C#’s IEnumerable – Two Simple Gotchas

Dummies in suits...

Dummies in suits…

The other day I saw someone do something very much like this and it made me cringe a little. There’s no problem with this when the number of items that are being dealt with is small, but as the number of items increases performance will take a spectacular nosedive.

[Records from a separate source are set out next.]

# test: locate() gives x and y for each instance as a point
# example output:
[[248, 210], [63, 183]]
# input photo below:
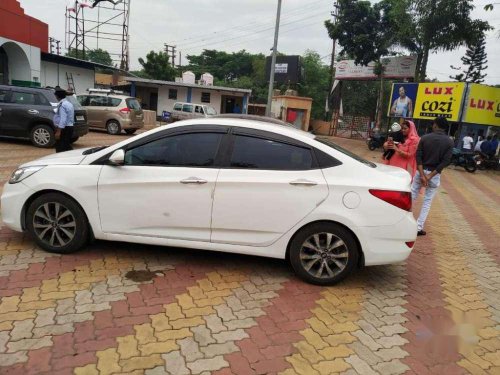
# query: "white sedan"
[[225, 184]]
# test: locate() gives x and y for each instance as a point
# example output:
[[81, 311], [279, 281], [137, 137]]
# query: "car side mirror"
[[117, 157]]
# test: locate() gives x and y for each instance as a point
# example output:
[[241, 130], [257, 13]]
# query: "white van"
[[185, 111]]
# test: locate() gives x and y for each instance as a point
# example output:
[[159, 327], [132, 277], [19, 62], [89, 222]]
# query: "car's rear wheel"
[[323, 253], [42, 136], [113, 127], [57, 223]]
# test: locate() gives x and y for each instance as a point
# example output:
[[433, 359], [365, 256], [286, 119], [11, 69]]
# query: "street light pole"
[[273, 61]]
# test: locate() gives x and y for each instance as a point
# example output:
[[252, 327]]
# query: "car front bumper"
[[14, 197]]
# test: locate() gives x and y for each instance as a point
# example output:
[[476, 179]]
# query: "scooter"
[[484, 162], [466, 160]]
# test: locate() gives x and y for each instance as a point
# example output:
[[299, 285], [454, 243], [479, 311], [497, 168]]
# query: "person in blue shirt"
[[63, 120]]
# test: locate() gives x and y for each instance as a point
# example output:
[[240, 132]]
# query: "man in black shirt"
[[433, 155]]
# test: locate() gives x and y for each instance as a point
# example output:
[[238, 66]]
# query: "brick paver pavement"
[[211, 313]]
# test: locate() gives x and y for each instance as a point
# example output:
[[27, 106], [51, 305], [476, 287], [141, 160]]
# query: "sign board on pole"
[[483, 105], [439, 99], [395, 67]]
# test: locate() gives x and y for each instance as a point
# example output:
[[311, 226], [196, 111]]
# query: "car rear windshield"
[[70, 98], [335, 146], [133, 104]]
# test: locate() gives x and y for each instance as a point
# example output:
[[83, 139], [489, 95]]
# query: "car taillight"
[[401, 199]]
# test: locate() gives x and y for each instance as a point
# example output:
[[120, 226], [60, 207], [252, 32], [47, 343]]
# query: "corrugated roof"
[[182, 84]]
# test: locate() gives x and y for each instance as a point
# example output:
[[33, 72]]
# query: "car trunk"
[[136, 114]]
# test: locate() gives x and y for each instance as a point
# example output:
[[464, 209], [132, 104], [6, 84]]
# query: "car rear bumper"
[[14, 197], [387, 244]]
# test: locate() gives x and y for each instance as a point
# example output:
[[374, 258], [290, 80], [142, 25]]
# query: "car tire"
[[57, 223], [323, 253], [42, 136], [113, 127]]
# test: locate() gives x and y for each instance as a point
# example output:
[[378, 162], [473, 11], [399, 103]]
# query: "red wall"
[[16, 25]]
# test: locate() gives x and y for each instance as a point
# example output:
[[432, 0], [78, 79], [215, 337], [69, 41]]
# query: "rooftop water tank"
[[188, 77]]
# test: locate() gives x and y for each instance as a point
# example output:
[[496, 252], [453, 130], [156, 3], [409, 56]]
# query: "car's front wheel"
[[323, 253], [57, 223], [42, 136]]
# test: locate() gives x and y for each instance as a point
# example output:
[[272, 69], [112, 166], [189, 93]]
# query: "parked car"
[[224, 184], [111, 111], [186, 111], [28, 113]]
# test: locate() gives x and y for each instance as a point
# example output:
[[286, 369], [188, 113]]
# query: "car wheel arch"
[[361, 258], [49, 191]]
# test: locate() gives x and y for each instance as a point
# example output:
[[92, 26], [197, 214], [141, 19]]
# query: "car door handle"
[[194, 180], [303, 182]]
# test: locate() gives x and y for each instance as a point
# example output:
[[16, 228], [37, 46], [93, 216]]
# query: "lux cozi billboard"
[[482, 105]]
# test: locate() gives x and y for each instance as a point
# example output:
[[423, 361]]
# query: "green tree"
[[475, 60], [315, 82], [98, 56], [157, 66]]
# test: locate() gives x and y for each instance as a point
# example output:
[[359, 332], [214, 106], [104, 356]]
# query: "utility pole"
[[170, 51], [273, 61]]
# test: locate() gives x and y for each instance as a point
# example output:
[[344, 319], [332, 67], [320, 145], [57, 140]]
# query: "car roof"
[[253, 122]]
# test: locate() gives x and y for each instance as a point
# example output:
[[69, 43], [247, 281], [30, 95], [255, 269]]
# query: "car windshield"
[[335, 146], [210, 111]]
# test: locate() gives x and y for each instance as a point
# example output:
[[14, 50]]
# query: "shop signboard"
[[439, 99], [482, 105]]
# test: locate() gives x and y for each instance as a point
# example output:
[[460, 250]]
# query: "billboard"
[[395, 67], [439, 99], [403, 98], [482, 105], [286, 70]]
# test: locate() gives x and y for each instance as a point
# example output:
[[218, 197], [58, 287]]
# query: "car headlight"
[[24, 172]]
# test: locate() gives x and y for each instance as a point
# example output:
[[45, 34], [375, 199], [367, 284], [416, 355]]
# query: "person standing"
[[467, 143], [404, 156], [433, 155], [63, 120]]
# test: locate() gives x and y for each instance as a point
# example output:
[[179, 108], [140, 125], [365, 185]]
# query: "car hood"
[[61, 158]]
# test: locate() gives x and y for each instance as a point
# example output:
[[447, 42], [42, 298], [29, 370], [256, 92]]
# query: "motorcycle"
[[375, 141], [466, 160], [487, 162]]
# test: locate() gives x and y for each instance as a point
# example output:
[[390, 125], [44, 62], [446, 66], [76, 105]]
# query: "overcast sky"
[[231, 25]]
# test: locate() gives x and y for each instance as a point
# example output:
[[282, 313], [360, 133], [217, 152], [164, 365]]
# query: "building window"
[[205, 97], [172, 94]]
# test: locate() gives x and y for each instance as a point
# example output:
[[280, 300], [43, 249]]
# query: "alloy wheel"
[[324, 255], [54, 224]]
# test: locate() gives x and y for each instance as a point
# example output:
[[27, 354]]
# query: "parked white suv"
[[222, 184]]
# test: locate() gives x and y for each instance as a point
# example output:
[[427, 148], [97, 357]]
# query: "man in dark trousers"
[[433, 155], [63, 120]]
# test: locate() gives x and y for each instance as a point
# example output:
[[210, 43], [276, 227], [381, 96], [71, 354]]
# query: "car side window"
[[23, 98], [3, 96], [114, 102], [182, 150], [260, 153]]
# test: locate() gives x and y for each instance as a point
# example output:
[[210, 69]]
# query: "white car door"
[[268, 187], [165, 189]]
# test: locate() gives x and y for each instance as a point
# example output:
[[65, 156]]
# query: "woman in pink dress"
[[405, 155]]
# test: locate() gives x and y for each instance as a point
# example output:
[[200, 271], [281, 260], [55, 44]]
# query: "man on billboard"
[[403, 105]]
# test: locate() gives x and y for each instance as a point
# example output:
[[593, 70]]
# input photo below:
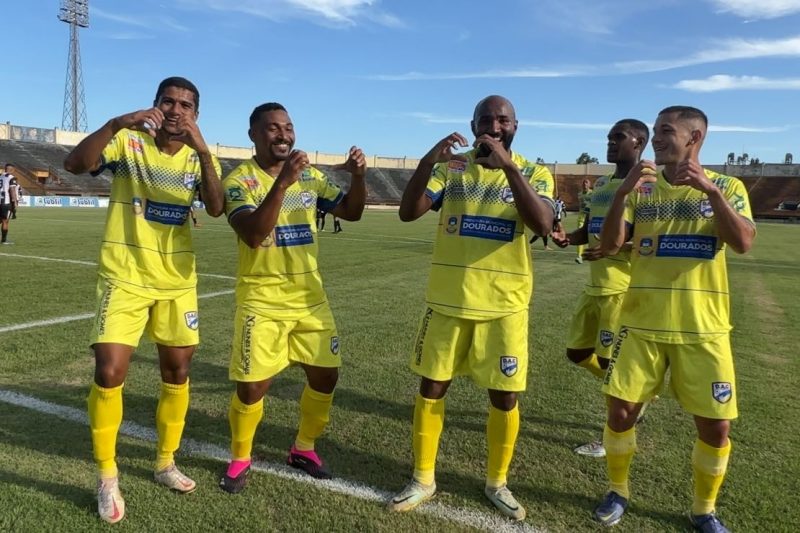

        static string[] composers = {"Pyotr Ilyich Tchaikovsky",
                                    "Gabriel Fauré",
                                    "Sergei Sergeyevich Prokofiev",
                                    "Jean Sibelius",
                                    "Ludwig van Beethoven",
                                    "Benjamin Britten",
                                    "Erik Satie"};


        static void Main(string[] args)
        {
            Console.WriteLine(" L I S T I N G   S H O R T   N A M E D   C O M P O S E R S");
            Console.WriteLine(" =========================================================");
            IEnumerable<string> shortComposers = composers.Where(x => x.Length < 15);
            for (int i = 0; i < shortComposers.Count(); i++)
            {
                Console.WriteLine("Composer {0} => {1}", i, shortComposers.ElementAt(i));
            }


            Console.Write(" - PRESS ANY KEY TO EXIT - ");
            Console.ReadKey();
        }

What’s the problem? Well in this trivial example nothing at all, but if the list of names were a bit longer then we could find that this code runs very slowly indeed. There are two problems.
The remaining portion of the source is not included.